But even the 'good' ones can cost marketers plenty
Illustration: Shaw Nielsen
It's been estimated that anywhere from 56 percent to 62 percent of Internet traffic is automated, meaning that ads routinely go unseen by actual people at a startling rate. But what has not been revealed until now is that a significant number of bots—or computerized drivers of traffic—do not set out to pillage brands.
"Some of them are meant to defraud advertising, but the vast majority aren't," said Ben Trenda, CEO of Are You a Human, a digital security company. "It's the untold story of the good bots."
While "good bots" do not aim to rack up impressions with sophisticated digital networks like more nefarious operators, they often do by creating chargeable views that aren't flagged by even the most vigilant publishers. These bots are run by countless rogue, hard-to-locate players with a singular bad intention—typically bloggers and Internet mercenaries who seek traffic by any means, and so devise bots that employ script-based systems with names like PhantomJS, camelcamelcamel.com and Confick to steal real estate prices, weather forecasts, stock prices and other content.
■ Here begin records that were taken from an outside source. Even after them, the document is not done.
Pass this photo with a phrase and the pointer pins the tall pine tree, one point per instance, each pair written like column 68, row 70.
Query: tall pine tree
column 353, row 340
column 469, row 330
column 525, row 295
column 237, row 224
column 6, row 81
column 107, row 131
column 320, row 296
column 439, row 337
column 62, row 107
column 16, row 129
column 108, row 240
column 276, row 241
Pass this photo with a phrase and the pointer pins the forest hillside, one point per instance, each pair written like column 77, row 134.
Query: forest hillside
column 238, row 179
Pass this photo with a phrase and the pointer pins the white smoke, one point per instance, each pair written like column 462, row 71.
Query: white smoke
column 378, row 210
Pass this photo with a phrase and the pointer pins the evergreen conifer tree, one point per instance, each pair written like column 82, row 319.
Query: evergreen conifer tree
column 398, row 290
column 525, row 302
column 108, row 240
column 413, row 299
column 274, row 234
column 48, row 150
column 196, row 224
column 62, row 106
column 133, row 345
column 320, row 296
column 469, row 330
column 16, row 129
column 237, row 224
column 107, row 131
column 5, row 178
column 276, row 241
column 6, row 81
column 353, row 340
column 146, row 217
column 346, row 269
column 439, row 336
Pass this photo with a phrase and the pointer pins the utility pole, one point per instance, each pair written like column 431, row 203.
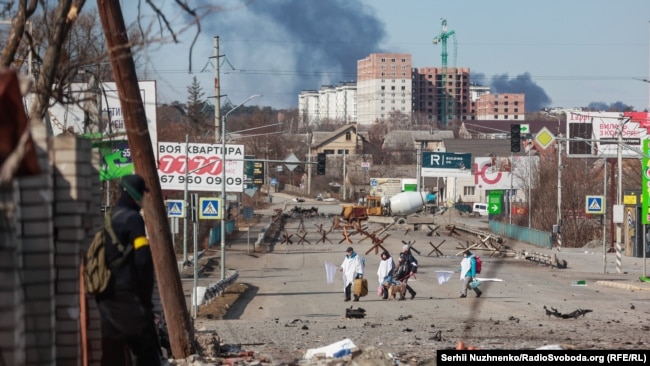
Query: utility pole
column 181, row 333
column 217, row 91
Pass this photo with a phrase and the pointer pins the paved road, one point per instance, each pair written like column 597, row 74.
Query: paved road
column 288, row 285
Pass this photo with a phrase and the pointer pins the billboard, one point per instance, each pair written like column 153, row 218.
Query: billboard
column 116, row 159
column 82, row 119
column 446, row 164
column 203, row 164
column 605, row 127
column 503, row 172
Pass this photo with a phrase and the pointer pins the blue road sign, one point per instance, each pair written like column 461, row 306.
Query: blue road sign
column 210, row 208
column 595, row 205
column 176, row 208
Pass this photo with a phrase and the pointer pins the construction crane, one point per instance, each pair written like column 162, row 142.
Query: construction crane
column 447, row 101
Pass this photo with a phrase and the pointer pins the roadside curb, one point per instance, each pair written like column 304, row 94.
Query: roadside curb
column 625, row 286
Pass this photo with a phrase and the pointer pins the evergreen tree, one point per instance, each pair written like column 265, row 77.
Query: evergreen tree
column 195, row 104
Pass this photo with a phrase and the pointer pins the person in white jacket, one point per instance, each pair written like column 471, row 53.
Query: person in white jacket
column 385, row 272
column 352, row 268
column 468, row 273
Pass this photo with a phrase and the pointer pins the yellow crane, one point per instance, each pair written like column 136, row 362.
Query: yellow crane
column 445, row 105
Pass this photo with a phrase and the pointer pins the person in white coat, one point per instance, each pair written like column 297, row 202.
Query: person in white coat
column 352, row 268
column 385, row 272
column 467, row 273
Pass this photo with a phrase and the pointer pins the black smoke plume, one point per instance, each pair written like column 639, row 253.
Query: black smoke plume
column 536, row 97
column 296, row 45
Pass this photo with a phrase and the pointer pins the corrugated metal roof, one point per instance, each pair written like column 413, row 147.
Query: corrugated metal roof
column 395, row 139
column 481, row 147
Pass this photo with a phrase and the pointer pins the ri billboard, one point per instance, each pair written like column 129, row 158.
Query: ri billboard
column 446, row 164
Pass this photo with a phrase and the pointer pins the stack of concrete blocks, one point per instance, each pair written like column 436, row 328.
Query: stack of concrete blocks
column 94, row 335
column 35, row 233
column 12, row 326
column 76, row 218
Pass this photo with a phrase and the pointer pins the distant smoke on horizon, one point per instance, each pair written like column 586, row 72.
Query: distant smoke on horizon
column 618, row 106
column 300, row 45
column 536, row 97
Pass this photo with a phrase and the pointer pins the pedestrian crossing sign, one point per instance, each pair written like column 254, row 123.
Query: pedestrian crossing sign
column 210, row 208
column 176, row 208
column 595, row 205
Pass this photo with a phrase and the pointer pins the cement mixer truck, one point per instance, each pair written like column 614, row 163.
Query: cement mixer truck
column 389, row 209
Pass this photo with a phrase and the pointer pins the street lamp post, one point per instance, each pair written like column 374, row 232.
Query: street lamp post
column 223, row 185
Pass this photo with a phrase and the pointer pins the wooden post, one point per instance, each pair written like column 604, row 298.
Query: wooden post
column 181, row 333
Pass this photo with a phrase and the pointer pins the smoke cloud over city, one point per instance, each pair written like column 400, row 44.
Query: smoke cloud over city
column 289, row 46
column 536, row 97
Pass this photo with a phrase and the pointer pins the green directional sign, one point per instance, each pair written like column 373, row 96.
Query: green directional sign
column 494, row 203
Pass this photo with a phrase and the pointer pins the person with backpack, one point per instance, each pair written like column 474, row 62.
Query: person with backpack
column 407, row 267
column 468, row 270
column 352, row 268
column 385, row 272
column 125, row 306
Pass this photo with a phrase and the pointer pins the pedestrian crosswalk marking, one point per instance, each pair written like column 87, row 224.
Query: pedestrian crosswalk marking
column 210, row 209
column 594, row 205
column 175, row 209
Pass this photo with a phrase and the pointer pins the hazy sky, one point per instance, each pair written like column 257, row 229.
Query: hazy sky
column 560, row 53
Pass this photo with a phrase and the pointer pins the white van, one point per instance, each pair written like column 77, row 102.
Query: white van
column 479, row 209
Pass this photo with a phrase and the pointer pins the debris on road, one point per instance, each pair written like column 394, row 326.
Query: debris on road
column 574, row 314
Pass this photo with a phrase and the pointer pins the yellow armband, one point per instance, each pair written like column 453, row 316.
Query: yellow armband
column 140, row 242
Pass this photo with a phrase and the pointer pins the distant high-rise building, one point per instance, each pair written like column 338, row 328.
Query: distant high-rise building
column 308, row 107
column 387, row 85
column 335, row 103
column 383, row 86
column 431, row 92
column 501, row 107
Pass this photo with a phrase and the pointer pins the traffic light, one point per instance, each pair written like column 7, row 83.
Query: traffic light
column 515, row 138
column 258, row 173
column 321, row 159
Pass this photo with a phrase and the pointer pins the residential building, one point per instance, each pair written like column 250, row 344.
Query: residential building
column 384, row 85
column 433, row 87
column 504, row 106
column 308, row 107
column 336, row 103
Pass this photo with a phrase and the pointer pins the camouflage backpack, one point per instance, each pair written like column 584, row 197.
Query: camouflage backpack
column 97, row 273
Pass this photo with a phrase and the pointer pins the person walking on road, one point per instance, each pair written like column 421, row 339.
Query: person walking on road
column 385, row 272
column 352, row 268
column 467, row 273
column 407, row 267
column 128, row 330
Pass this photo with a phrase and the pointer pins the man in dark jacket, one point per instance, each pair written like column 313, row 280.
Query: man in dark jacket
column 406, row 268
column 126, row 307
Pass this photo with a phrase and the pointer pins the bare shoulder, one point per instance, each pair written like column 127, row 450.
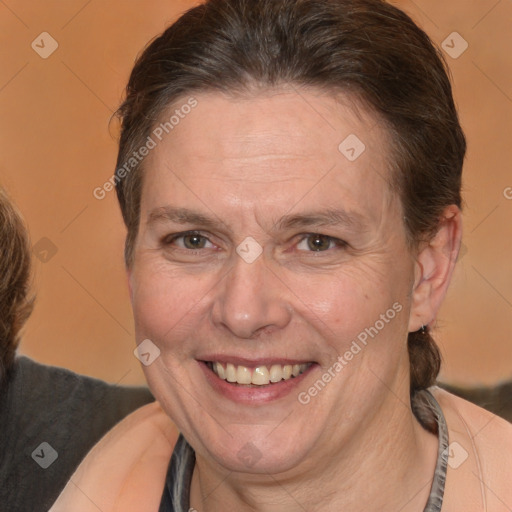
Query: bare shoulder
column 480, row 456
column 481, row 424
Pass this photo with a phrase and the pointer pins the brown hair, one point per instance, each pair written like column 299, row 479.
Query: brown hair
column 16, row 301
column 366, row 48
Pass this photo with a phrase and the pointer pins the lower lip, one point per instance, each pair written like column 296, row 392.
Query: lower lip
column 253, row 394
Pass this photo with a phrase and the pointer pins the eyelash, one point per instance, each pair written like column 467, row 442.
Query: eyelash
column 171, row 239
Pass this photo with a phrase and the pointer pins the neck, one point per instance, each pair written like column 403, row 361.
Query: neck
column 387, row 465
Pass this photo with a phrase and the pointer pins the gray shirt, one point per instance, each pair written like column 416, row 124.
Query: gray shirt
column 49, row 419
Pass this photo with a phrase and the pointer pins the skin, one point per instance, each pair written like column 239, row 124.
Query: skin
column 246, row 163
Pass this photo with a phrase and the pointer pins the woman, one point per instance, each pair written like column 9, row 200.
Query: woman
column 289, row 174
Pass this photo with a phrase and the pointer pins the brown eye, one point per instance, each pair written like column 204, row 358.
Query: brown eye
column 194, row 241
column 319, row 242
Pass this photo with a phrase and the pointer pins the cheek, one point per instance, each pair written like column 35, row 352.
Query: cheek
column 164, row 302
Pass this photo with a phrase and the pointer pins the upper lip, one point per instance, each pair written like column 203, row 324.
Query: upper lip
column 252, row 362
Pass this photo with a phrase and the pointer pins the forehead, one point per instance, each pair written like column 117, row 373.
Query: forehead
column 247, row 148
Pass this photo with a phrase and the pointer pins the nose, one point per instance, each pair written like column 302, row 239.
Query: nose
column 251, row 300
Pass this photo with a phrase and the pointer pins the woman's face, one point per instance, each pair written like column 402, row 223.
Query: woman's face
column 269, row 238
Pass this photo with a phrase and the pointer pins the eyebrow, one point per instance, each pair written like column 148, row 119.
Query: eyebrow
column 320, row 218
column 329, row 217
column 181, row 216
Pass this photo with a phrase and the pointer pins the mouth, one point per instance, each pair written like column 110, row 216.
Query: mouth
column 257, row 376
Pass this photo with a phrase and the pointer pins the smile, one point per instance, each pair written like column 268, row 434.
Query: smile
column 261, row 375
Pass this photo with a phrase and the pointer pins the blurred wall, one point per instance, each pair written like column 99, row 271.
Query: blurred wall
column 56, row 147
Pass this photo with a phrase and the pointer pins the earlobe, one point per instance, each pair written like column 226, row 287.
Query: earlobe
column 434, row 268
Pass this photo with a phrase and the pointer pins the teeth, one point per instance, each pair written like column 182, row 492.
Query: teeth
column 230, row 373
column 259, row 376
column 243, row 375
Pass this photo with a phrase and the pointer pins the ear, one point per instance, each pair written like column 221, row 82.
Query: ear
column 434, row 267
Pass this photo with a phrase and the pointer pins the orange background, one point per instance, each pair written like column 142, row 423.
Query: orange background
column 56, row 147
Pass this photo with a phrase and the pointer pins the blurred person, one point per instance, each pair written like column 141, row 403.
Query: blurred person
column 38, row 403
column 289, row 173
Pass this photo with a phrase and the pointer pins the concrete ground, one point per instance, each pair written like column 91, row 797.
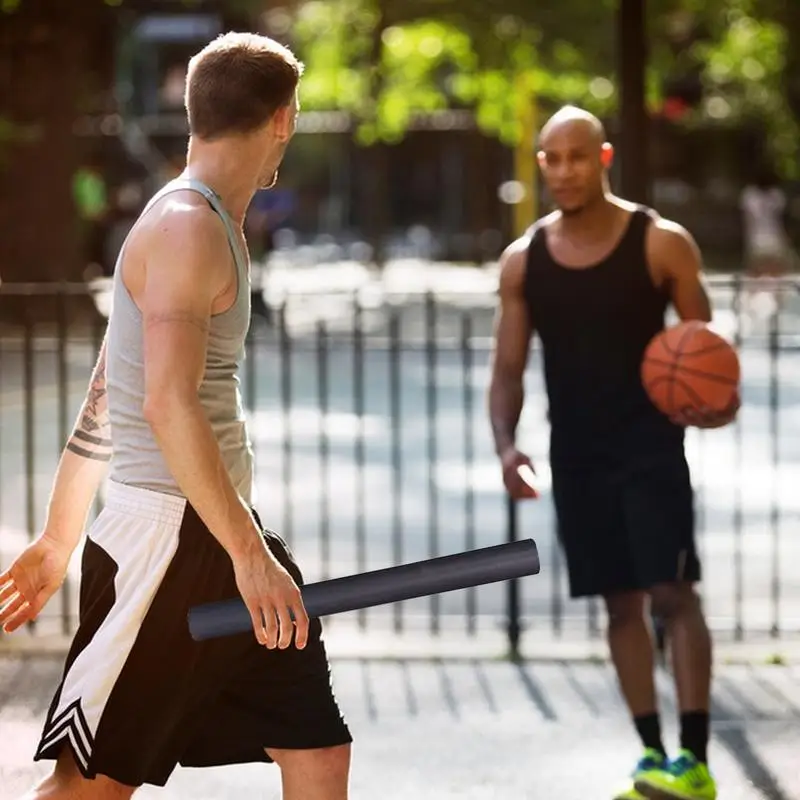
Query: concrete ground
column 475, row 729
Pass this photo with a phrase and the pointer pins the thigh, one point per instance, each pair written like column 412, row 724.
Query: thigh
column 269, row 699
column 591, row 529
column 659, row 510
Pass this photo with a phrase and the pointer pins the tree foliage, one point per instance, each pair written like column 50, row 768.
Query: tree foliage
column 491, row 57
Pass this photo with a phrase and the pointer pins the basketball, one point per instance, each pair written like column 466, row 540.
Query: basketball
column 688, row 366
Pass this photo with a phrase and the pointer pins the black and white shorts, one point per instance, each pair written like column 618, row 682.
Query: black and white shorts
column 139, row 696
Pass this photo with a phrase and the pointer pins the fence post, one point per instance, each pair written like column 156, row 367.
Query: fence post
column 514, row 627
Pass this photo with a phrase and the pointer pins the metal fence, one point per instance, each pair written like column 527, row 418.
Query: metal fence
column 368, row 416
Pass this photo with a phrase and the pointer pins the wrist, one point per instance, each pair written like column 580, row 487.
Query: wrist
column 59, row 541
column 244, row 538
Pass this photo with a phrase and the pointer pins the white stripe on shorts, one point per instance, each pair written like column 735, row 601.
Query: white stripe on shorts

...Yet even with firewalls to stop bots, they continue to vex publishers, according to experts, because bots, after being identified and blocked, are adept at quickly establishing new online identities and gaining access. Per Distil Networks' recent findings, 41 percent of bots attempting to enter a website's infrastructure are disguised as human traffic and 23 percent are immune to detection.
"It's a cat-and-mouse game," said Harvard Business School professor Ben Edelman. "What if they come from a different IP address almost every time? Sites like Weather.com and eBay are the most distinctively hard hit, but that doesn't mean everyone isn't hit just a little bit." Conversely, there are bots that publishers condone—namely Google. Publishers want the search giant's bot to scrape content so it will show up in a user's search results. Another well-regarded bot is Internet Archive, which records content for posterity.